17. In the office

2.9K 471 42
                                    

Kim Namjoon

Kembali ke kampus setelah dua hari menghilang ternyata cukup berpengaruh pada kampusku, termasuk pada mahasiswa dan kelasku. Mahasiswa yang berpapasan padaku langsung berjalan cepat mendekatiku dan menanyai keadaanku. Apakah aku sudah baik-baik saja dan tidak sakit lagi. Padahal aku tidak benar-benar sakit. Hanya meliburkan diri untuk menenangkan diriku yang masih takut ke kampus. Takut bertemu Seokjin di jalan dan berakhir aku yang balik badan karena menghindarinya.

Aku cukup beruntung karena selama di perjalanan menuju kampus dan kantor, aku tidak mendapati presensi Seokjin dimana-mana. Meski aku harus berjalan seperti pencuri, mengendap-endap sambil melirik sana-sini dengan mata bergerak tak nyaman, agaknya lega karena tidak bertemu Seokjin sama sekali. Langkahku terasa ringan dan lega secara bersamaan, apalagi saat aku membuka pintu kantor.

"Seokjin?" tanyaku histeris, terkejut bukan main sampai mataku ingin keluar dari tempatnya.

Orang yang kuhindari selama sepuluh menit berjalan ternyata sudah menungguku di kantor. Dia sedang duduk di sofa, dan menoleh saat aku memanggilnya.

Agak beberapa detik kami hanya saling tatap. Tak ada satupun kata yang keluar dariku dan darinya. Tapi aku bisa melihat ada kegugupan di matanya yang bergerak kecil hendak mencari peralihan. Bibir tebalnya dilipat ke dalam mulut, dan kemudian dengan canggungnya membungkuk memberi salam.
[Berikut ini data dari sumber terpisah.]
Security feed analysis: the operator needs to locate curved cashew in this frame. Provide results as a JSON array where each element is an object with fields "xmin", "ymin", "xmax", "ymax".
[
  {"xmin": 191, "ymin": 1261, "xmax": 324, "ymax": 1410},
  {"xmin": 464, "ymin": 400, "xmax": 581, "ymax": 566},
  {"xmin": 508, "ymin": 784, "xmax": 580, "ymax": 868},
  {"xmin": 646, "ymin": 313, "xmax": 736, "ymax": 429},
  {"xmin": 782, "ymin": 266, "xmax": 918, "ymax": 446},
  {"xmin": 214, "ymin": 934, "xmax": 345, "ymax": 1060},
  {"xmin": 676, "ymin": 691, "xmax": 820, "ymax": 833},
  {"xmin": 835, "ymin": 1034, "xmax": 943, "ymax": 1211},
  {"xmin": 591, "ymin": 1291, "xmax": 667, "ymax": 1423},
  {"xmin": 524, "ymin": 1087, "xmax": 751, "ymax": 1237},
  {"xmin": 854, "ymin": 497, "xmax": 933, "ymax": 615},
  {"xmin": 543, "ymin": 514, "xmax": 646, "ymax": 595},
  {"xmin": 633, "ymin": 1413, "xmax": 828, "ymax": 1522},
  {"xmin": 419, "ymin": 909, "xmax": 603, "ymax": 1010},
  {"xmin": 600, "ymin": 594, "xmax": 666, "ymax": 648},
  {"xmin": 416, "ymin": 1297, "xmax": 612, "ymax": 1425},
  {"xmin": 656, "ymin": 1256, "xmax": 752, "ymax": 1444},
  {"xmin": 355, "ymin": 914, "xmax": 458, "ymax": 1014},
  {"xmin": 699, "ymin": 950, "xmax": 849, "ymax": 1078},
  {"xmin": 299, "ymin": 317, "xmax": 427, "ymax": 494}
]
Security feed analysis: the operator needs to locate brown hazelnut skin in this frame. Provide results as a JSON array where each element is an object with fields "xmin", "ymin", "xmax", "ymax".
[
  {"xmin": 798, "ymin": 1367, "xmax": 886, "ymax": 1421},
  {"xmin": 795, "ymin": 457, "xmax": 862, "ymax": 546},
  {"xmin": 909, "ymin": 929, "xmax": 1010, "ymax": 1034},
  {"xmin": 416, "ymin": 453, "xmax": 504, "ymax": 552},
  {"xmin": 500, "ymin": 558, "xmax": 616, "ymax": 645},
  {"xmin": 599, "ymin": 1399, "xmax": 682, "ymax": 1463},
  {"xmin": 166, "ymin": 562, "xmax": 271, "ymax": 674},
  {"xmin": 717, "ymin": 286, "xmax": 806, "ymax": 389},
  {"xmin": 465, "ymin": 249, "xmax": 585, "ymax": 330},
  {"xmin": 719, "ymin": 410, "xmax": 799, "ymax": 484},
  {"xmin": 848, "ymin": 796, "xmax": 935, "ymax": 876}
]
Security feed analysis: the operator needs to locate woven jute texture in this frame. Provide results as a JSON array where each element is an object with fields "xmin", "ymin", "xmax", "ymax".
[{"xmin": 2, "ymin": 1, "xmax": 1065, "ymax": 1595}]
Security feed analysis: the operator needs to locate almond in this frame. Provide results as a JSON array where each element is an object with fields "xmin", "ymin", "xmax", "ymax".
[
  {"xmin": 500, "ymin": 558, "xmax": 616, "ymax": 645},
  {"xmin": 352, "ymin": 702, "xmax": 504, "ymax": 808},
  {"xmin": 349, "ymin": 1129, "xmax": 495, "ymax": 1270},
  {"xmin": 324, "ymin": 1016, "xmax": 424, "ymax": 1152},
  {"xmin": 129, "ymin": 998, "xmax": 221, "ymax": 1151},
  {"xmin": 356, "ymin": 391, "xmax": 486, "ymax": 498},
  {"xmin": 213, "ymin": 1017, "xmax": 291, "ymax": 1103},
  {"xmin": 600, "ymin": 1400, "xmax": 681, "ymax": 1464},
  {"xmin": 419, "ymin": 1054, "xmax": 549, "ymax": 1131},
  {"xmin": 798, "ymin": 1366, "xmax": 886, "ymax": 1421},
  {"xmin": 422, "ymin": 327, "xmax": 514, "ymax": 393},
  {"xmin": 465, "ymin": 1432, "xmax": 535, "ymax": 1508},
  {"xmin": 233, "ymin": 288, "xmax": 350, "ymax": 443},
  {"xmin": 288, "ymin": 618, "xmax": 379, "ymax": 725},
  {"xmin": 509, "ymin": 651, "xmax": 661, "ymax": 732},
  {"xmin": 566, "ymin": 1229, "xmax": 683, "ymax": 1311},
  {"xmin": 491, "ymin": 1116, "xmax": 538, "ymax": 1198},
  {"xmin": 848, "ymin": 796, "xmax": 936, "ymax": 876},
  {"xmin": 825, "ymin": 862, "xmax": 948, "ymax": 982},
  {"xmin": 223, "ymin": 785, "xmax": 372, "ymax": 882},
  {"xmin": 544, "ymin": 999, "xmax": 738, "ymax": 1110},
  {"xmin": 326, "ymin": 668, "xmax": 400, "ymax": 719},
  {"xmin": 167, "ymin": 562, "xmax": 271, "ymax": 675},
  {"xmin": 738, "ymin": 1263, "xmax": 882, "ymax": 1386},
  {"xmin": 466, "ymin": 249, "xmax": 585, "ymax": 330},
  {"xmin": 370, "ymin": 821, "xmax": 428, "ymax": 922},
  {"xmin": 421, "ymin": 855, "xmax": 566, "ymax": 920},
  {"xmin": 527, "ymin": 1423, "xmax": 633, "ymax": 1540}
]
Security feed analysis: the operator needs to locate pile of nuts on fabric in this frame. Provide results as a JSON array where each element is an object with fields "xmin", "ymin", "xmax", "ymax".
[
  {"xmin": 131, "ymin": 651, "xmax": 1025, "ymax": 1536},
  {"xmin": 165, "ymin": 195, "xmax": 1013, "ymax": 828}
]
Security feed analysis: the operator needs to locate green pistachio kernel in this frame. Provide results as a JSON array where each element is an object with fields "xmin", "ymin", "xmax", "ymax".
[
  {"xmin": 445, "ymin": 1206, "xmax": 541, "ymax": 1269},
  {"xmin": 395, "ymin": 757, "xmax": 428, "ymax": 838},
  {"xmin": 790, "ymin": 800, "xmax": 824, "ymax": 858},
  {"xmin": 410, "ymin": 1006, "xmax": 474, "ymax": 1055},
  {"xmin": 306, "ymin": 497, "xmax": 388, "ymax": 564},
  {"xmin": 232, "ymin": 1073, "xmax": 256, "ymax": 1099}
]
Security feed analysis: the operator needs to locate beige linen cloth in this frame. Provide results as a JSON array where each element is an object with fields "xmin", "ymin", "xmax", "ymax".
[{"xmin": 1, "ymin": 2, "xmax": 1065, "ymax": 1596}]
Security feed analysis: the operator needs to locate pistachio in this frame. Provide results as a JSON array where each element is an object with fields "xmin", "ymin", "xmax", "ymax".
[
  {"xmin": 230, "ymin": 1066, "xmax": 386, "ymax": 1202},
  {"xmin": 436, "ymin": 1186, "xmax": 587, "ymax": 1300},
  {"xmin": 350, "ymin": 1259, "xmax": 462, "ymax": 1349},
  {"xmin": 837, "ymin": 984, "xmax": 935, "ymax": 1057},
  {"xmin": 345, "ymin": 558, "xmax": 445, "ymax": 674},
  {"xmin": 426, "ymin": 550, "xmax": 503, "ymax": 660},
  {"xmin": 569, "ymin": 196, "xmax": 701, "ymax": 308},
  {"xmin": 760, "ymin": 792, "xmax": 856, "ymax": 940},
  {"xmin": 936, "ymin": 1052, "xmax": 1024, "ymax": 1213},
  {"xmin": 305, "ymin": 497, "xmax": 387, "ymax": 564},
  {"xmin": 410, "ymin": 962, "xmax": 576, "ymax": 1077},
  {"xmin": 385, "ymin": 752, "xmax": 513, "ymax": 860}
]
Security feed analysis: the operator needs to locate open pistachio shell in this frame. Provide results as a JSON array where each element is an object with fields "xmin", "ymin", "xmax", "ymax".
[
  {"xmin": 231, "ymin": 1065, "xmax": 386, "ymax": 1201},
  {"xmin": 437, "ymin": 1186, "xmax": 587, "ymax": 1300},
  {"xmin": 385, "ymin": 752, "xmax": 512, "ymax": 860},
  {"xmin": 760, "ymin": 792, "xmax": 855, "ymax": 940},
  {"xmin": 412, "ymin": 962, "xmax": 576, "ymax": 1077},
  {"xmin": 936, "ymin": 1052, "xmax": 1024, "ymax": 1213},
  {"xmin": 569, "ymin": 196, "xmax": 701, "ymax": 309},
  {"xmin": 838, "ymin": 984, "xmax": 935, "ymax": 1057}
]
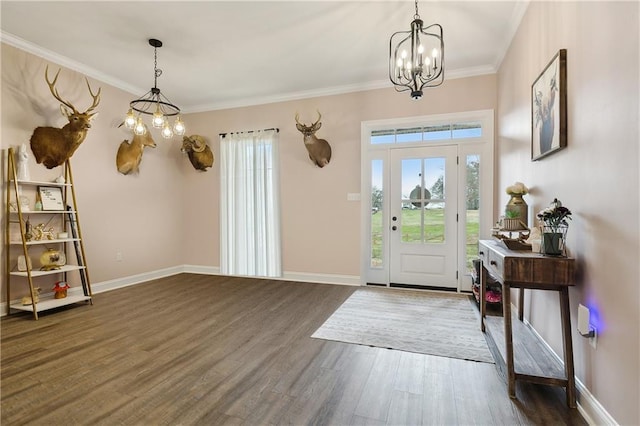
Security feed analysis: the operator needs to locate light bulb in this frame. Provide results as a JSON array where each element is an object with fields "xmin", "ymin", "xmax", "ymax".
[
  {"xmin": 401, "ymin": 50, "xmax": 407, "ymax": 59},
  {"xmin": 432, "ymin": 48, "xmax": 438, "ymax": 58},
  {"xmin": 161, "ymin": 122, "xmax": 173, "ymax": 139},
  {"xmin": 418, "ymin": 45, "xmax": 424, "ymax": 54},
  {"xmin": 124, "ymin": 108, "xmax": 136, "ymax": 129},
  {"xmin": 152, "ymin": 106, "xmax": 165, "ymax": 129},
  {"xmin": 134, "ymin": 117, "xmax": 146, "ymax": 136},
  {"xmin": 173, "ymin": 116, "xmax": 185, "ymax": 136}
]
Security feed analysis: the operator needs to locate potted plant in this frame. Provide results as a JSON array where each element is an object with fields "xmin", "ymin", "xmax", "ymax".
[
  {"xmin": 503, "ymin": 210, "xmax": 522, "ymax": 231},
  {"xmin": 537, "ymin": 198, "xmax": 572, "ymax": 256}
]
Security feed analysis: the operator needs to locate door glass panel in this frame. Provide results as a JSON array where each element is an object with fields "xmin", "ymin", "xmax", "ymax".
[
  {"xmin": 370, "ymin": 160, "xmax": 384, "ymax": 267},
  {"xmin": 400, "ymin": 159, "xmax": 422, "ymax": 243},
  {"xmin": 424, "ymin": 157, "xmax": 445, "ymax": 243},
  {"xmin": 465, "ymin": 154, "xmax": 481, "ymax": 271},
  {"xmin": 400, "ymin": 157, "xmax": 446, "ymax": 244}
]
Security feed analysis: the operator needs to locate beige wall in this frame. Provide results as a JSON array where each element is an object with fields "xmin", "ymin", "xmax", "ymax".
[
  {"xmin": 181, "ymin": 77, "xmax": 497, "ymax": 275},
  {"xmin": 1, "ymin": 43, "xmax": 186, "ymax": 298},
  {"xmin": 497, "ymin": 2, "xmax": 639, "ymax": 424}
]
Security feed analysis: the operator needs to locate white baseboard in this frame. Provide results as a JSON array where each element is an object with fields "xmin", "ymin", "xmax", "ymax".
[
  {"xmin": 181, "ymin": 265, "xmax": 361, "ymax": 287},
  {"xmin": 281, "ymin": 271, "xmax": 360, "ymax": 286},
  {"xmin": 183, "ymin": 264, "xmax": 221, "ymax": 275},
  {"xmin": 521, "ymin": 310, "xmax": 618, "ymax": 426},
  {"xmin": 91, "ymin": 266, "xmax": 185, "ymax": 294}
]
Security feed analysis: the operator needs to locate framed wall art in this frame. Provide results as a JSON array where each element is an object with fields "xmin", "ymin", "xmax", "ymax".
[
  {"xmin": 531, "ymin": 49, "xmax": 567, "ymax": 161},
  {"xmin": 38, "ymin": 186, "xmax": 64, "ymax": 211}
]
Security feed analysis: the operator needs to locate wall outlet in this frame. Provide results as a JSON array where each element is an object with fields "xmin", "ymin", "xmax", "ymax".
[
  {"xmin": 578, "ymin": 303, "xmax": 597, "ymax": 349},
  {"xmin": 116, "ymin": 251, "xmax": 123, "ymax": 262}
]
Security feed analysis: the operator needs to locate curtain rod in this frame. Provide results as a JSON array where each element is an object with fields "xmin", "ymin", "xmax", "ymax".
[{"xmin": 219, "ymin": 128, "xmax": 279, "ymax": 137}]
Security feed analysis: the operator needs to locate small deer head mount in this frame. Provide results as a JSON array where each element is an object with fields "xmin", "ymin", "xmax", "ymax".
[{"xmin": 295, "ymin": 111, "xmax": 331, "ymax": 168}]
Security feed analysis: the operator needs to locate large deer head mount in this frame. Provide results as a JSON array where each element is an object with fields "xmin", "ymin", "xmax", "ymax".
[
  {"xmin": 295, "ymin": 111, "xmax": 332, "ymax": 168},
  {"xmin": 30, "ymin": 66, "xmax": 101, "ymax": 169}
]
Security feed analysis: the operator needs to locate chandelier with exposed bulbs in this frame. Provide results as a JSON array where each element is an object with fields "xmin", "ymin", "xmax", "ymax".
[{"xmin": 124, "ymin": 38, "xmax": 185, "ymax": 139}]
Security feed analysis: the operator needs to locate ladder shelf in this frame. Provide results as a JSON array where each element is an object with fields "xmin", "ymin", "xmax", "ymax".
[{"xmin": 4, "ymin": 147, "xmax": 93, "ymax": 320}]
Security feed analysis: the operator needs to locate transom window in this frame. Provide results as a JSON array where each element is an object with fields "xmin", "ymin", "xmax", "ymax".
[{"xmin": 371, "ymin": 122, "xmax": 482, "ymax": 145}]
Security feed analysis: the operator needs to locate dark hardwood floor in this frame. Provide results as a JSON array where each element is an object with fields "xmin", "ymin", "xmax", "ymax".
[{"xmin": 1, "ymin": 274, "xmax": 586, "ymax": 425}]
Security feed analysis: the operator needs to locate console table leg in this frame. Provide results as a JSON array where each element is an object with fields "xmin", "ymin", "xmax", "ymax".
[
  {"xmin": 503, "ymin": 282, "xmax": 516, "ymax": 398},
  {"xmin": 518, "ymin": 288, "xmax": 525, "ymax": 321},
  {"xmin": 559, "ymin": 287, "xmax": 577, "ymax": 408}
]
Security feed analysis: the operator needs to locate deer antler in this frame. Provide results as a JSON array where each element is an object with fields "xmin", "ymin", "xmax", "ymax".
[
  {"xmin": 295, "ymin": 111, "xmax": 322, "ymax": 127},
  {"xmin": 45, "ymin": 65, "xmax": 78, "ymax": 113},
  {"xmin": 84, "ymin": 77, "xmax": 101, "ymax": 113},
  {"xmin": 45, "ymin": 65, "xmax": 101, "ymax": 114}
]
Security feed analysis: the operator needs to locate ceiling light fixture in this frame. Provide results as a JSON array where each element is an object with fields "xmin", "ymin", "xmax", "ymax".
[
  {"xmin": 124, "ymin": 38, "xmax": 185, "ymax": 139},
  {"xmin": 389, "ymin": 0, "xmax": 444, "ymax": 100}
]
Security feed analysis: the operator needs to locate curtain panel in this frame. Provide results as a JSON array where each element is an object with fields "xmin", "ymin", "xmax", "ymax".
[{"xmin": 220, "ymin": 130, "xmax": 281, "ymax": 277}]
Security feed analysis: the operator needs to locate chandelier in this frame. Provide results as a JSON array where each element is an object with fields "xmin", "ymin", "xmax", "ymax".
[
  {"xmin": 124, "ymin": 38, "xmax": 185, "ymax": 139},
  {"xmin": 389, "ymin": 0, "xmax": 444, "ymax": 100}
]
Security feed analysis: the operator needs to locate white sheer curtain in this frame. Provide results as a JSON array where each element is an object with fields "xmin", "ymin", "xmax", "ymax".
[{"xmin": 220, "ymin": 129, "xmax": 281, "ymax": 277}]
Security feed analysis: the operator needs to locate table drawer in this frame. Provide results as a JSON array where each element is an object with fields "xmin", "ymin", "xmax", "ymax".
[
  {"xmin": 478, "ymin": 245, "xmax": 490, "ymax": 264},
  {"xmin": 487, "ymin": 250, "xmax": 504, "ymax": 280}
]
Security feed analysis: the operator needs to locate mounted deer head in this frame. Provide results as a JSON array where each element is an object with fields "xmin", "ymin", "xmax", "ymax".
[
  {"xmin": 30, "ymin": 66, "xmax": 101, "ymax": 169},
  {"xmin": 295, "ymin": 111, "xmax": 332, "ymax": 168},
  {"xmin": 116, "ymin": 123, "xmax": 157, "ymax": 175}
]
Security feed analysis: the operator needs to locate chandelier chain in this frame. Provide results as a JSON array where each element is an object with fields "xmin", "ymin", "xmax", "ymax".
[
  {"xmin": 414, "ymin": 0, "xmax": 420, "ymax": 20},
  {"xmin": 153, "ymin": 45, "xmax": 162, "ymax": 88}
]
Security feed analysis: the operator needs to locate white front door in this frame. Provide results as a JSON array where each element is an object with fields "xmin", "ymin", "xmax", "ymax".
[{"xmin": 389, "ymin": 145, "xmax": 458, "ymax": 289}]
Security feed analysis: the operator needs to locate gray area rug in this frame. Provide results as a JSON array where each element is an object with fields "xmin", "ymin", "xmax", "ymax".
[{"xmin": 312, "ymin": 288, "xmax": 494, "ymax": 363}]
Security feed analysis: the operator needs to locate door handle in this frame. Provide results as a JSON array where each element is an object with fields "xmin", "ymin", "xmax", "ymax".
[
  {"xmin": 392, "ymin": 226, "xmax": 397, "ymax": 231},
  {"xmin": 392, "ymin": 216, "xmax": 397, "ymax": 221}
]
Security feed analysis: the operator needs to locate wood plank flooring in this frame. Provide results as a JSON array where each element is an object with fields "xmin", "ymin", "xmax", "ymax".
[{"xmin": 1, "ymin": 274, "xmax": 586, "ymax": 425}]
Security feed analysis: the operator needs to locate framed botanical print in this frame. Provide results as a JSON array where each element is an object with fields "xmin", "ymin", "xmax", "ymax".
[{"xmin": 531, "ymin": 49, "xmax": 567, "ymax": 161}]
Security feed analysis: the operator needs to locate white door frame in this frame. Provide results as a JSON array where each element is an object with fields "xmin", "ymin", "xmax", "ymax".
[{"xmin": 360, "ymin": 110, "xmax": 495, "ymax": 292}]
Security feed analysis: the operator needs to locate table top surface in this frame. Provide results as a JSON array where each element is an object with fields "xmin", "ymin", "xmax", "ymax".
[{"xmin": 479, "ymin": 239, "xmax": 574, "ymax": 261}]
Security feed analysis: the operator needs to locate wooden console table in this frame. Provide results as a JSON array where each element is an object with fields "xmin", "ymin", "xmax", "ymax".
[{"xmin": 478, "ymin": 239, "xmax": 576, "ymax": 408}]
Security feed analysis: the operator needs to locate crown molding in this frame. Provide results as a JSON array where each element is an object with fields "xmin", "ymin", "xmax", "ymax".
[{"xmin": 1, "ymin": 30, "xmax": 144, "ymax": 96}]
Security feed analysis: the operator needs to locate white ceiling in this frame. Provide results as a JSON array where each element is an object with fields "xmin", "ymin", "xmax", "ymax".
[{"xmin": 1, "ymin": 1, "xmax": 528, "ymax": 112}]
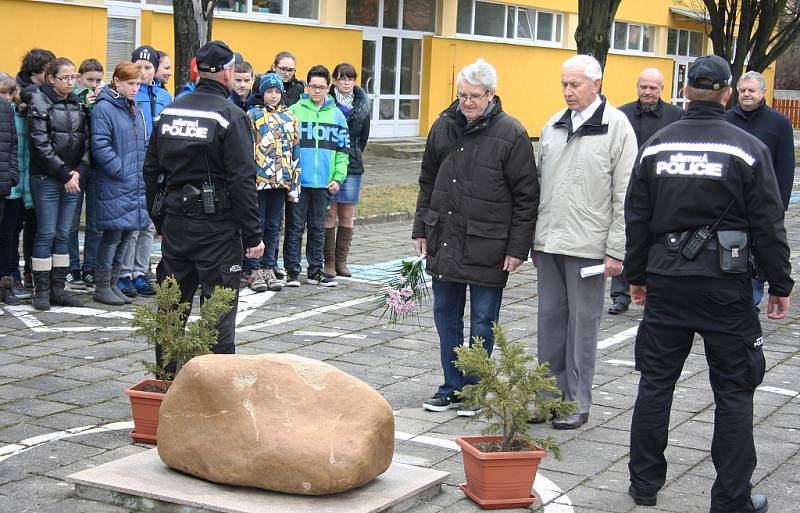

"P-pagi, Pak." Dia berusaha untuk mengontrol suaranya tapi malah terdengar kentara sekali sedang gugup.

Aku pun juga sama. Malah aku memberinya senyum yang pasti terlihat sangat aneh dan canggung. "Pagi."

Kemudian aku menutup pintu dan berjalan menuju mejaku. Kulepas mantelku dan menggantungnya di gantungan mantel. "Ada apa kesini?" tanyaku tanpa melihatnya sambil duduk di kursi putarku.

"Saya datang hanya ingin tahu bagaimana keadaan Bapak setelah dua hari tidak datang ke kampus. Saya dengar anda sakit," jawab Seokjin sambil melirik bergantian antara wajahku dan tanganku yang sibuk menyalakan komputer.

Sibuk yang dibuat-buat agar tidak terlalu canggung. Tapi sepertinya malah semakin canggung.

Aku meliriknya sebentar, dan tersenyum. "Terima kasih perhatiannya, Jin. Saya hanya sedikit demam karena mabuk."

Iya, mabuk karenamu, Seok.

Anak itu kembali diam. Kepalanya tertunduk dengan tangan saling bermain gelisah. Hendak menyampaikan sesuatu tapi masih ragu.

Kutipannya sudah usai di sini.